SQL Server Performance

Surrogate or Composite KEY

Discussion in 'T-SQL Performance Tuning for Developers' started by TheGios, Aug 23, 2004.

  1. TheGios New Member

    Consider the following...

    A JOB describes the processment of a document.
    Each document can exist in two versions: English and French.
    A JOB can have 1 or 2 TASK, each describing the processement of either the English or French version.
    So we have the following:

    A: JOB (JobNum [PK], DocReference, StartDate, EndDate, ...)
    B: TASK (JobNum [PK] [FKa], Version [PK], Priority, ...)

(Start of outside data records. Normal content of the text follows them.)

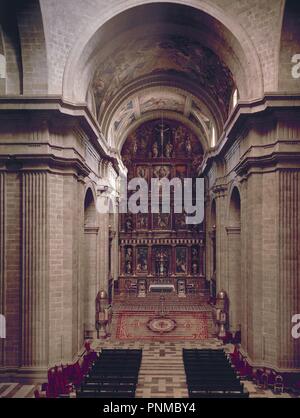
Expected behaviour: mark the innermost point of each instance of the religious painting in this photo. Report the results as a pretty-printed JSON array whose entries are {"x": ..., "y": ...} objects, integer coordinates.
[
  {"x": 180, "y": 221},
  {"x": 142, "y": 172},
  {"x": 161, "y": 261},
  {"x": 161, "y": 221},
  {"x": 128, "y": 259},
  {"x": 195, "y": 260},
  {"x": 142, "y": 221},
  {"x": 161, "y": 171},
  {"x": 181, "y": 260},
  {"x": 128, "y": 224},
  {"x": 160, "y": 149},
  {"x": 181, "y": 172},
  {"x": 162, "y": 140},
  {"x": 142, "y": 260}
]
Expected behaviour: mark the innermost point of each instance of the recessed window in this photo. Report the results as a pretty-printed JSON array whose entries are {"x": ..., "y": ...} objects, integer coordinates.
[
  {"x": 213, "y": 137},
  {"x": 235, "y": 98},
  {"x": 2, "y": 66}
]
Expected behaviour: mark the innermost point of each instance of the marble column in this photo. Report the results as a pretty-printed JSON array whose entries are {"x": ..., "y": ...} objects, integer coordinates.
[
  {"x": 234, "y": 273},
  {"x": 91, "y": 288},
  {"x": 2, "y": 260},
  {"x": 221, "y": 250},
  {"x": 289, "y": 267},
  {"x": 34, "y": 270}
]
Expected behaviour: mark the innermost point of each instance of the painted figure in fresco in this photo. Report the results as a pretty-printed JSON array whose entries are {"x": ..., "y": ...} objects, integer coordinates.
[
  {"x": 169, "y": 150},
  {"x": 142, "y": 221},
  {"x": 162, "y": 262},
  {"x": 155, "y": 150},
  {"x": 163, "y": 221},
  {"x": 181, "y": 266},
  {"x": 161, "y": 172},
  {"x": 128, "y": 260},
  {"x": 142, "y": 262},
  {"x": 128, "y": 225},
  {"x": 134, "y": 147},
  {"x": 195, "y": 267},
  {"x": 188, "y": 146},
  {"x": 141, "y": 172}
]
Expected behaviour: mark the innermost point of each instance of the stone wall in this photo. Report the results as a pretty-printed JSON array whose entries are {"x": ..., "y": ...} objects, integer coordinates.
[{"x": 265, "y": 251}]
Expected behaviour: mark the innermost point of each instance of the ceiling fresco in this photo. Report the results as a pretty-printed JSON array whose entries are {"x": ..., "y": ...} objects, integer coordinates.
[
  {"x": 168, "y": 55},
  {"x": 155, "y": 99}
]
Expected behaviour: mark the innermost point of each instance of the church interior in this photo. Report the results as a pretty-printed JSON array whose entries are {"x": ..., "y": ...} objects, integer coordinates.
[{"x": 112, "y": 303}]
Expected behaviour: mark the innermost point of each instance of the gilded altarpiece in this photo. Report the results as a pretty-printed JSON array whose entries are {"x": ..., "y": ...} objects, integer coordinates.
[{"x": 161, "y": 248}]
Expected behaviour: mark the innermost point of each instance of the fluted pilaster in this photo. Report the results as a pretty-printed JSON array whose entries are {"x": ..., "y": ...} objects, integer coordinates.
[
  {"x": 2, "y": 259},
  {"x": 34, "y": 270},
  {"x": 289, "y": 266}
]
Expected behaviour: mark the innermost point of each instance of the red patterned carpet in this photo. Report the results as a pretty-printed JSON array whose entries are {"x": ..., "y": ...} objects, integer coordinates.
[{"x": 134, "y": 325}]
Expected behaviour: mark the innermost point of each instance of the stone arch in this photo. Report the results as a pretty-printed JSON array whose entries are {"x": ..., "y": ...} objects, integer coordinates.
[
  {"x": 234, "y": 208},
  {"x": 288, "y": 47},
  {"x": 86, "y": 43},
  {"x": 234, "y": 287},
  {"x": 31, "y": 32},
  {"x": 90, "y": 261},
  {"x": 10, "y": 48},
  {"x": 167, "y": 115}
]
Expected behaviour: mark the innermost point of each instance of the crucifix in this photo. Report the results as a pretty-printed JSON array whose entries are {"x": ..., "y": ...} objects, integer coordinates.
[{"x": 162, "y": 131}]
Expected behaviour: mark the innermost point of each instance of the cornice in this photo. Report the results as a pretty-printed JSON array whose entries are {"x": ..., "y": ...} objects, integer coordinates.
[
  {"x": 242, "y": 114},
  {"x": 56, "y": 104}
]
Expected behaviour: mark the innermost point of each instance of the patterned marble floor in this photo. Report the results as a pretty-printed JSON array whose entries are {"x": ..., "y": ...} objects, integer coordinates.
[
  {"x": 161, "y": 374},
  {"x": 16, "y": 390}
]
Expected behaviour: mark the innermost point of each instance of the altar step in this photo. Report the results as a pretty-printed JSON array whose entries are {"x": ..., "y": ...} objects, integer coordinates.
[
  {"x": 169, "y": 298},
  {"x": 162, "y": 372}
]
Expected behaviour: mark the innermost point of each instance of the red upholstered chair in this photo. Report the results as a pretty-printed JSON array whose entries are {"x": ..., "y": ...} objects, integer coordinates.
[
  {"x": 278, "y": 385},
  {"x": 258, "y": 377},
  {"x": 265, "y": 380},
  {"x": 87, "y": 346}
]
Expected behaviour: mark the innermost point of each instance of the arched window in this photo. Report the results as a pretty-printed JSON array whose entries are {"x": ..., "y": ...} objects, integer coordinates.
[
  {"x": 235, "y": 98},
  {"x": 213, "y": 137},
  {"x": 2, "y": 326},
  {"x": 2, "y": 66}
]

    that is there is an identifying 1:M (where maxium allowed for m is 2) relationship between JOB and TASK; TASK being identified by JobNum and Version (where the domain for Version is {E, F}).

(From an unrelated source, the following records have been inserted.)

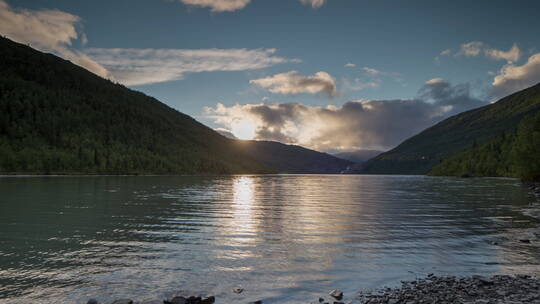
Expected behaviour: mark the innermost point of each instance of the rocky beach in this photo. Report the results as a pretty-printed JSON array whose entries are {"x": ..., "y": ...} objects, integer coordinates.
[{"x": 477, "y": 289}]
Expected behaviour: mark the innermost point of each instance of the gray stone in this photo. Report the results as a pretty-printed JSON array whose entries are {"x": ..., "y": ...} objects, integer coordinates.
[
  {"x": 337, "y": 294},
  {"x": 123, "y": 301}
]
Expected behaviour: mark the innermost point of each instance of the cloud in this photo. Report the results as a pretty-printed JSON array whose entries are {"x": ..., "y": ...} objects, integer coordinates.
[
  {"x": 293, "y": 83},
  {"x": 49, "y": 31},
  {"x": 372, "y": 71},
  {"x": 511, "y": 55},
  {"x": 373, "y": 78},
  {"x": 473, "y": 48},
  {"x": 512, "y": 78},
  {"x": 360, "y": 124},
  {"x": 313, "y": 3},
  {"x": 476, "y": 48},
  {"x": 219, "y": 5},
  {"x": 445, "y": 52},
  {"x": 145, "y": 66},
  {"x": 225, "y": 133},
  {"x": 359, "y": 84}
]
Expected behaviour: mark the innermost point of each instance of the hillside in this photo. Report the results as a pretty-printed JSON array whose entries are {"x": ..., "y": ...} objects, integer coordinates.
[
  {"x": 358, "y": 156},
  {"x": 420, "y": 153},
  {"x": 56, "y": 117},
  {"x": 294, "y": 159},
  {"x": 513, "y": 154}
]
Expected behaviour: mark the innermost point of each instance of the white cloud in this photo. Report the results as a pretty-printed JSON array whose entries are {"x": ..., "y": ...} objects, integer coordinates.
[
  {"x": 146, "y": 66},
  {"x": 219, "y": 5},
  {"x": 512, "y": 78},
  {"x": 313, "y": 3},
  {"x": 49, "y": 31},
  {"x": 446, "y": 52},
  {"x": 511, "y": 55},
  {"x": 473, "y": 48},
  {"x": 372, "y": 71},
  {"x": 360, "y": 124},
  {"x": 293, "y": 83},
  {"x": 359, "y": 84},
  {"x": 476, "y": 48}
]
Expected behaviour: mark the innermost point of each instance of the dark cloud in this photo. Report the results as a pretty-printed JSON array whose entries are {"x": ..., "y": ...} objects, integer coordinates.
[{"x": 363, "y": 124}]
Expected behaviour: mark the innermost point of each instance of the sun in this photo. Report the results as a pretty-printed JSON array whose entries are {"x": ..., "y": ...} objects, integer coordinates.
[{"x": 244, "y": 129}]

    Each TASK may require a TRANSLATION sub_task.
    Each TASK may require a TYPING sub_task.
    Each TASK may require a DISTRIBUTION sub_task.

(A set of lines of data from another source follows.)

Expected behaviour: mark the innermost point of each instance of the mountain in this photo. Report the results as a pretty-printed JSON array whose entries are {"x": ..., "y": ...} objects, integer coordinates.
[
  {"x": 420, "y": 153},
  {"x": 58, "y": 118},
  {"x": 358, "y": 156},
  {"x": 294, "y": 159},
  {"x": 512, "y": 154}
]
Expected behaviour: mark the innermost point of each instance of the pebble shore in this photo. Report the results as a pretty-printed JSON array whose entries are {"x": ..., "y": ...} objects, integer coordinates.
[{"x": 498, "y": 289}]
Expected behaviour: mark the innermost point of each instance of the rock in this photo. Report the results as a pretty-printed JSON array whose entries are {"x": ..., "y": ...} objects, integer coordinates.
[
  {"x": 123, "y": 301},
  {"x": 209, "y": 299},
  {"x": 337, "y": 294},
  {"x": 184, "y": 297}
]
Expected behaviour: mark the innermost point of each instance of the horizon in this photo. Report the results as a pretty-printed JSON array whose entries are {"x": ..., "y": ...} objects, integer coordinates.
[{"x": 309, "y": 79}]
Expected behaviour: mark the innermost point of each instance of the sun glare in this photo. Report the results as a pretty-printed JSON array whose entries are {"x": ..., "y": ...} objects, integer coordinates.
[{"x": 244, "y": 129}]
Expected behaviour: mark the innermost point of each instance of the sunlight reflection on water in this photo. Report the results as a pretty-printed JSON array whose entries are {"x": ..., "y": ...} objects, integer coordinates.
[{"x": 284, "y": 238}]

    For example, for a given doc, the English TASK requires TRANSLATION and DISTRIBUTION, while the French only DISTRIBUTION.

    That is, there is a 1:1 not-required relationship between TASK and TRANSLATION, TYPING and DISTRIBUTION.
    So we have the following:

    A: JOB (JobNum [PK], DocReference, StartDate, EndDate, ...)
    B: TASK (JobNum [PK] [FKa], Version [PK], Priority, ...)

    C: TRANSLATION (JobNum [PK] [FKb], Version [PK] [FKb], DueDate, ...)
    D: TYPING (JobNum [PK] [FKb], Version [PK] [FKb], DueDate, ...)
    E: DISTRIBUTION (JobNum [PK] [FKb], Version [PK] [FKb], Copies, ...)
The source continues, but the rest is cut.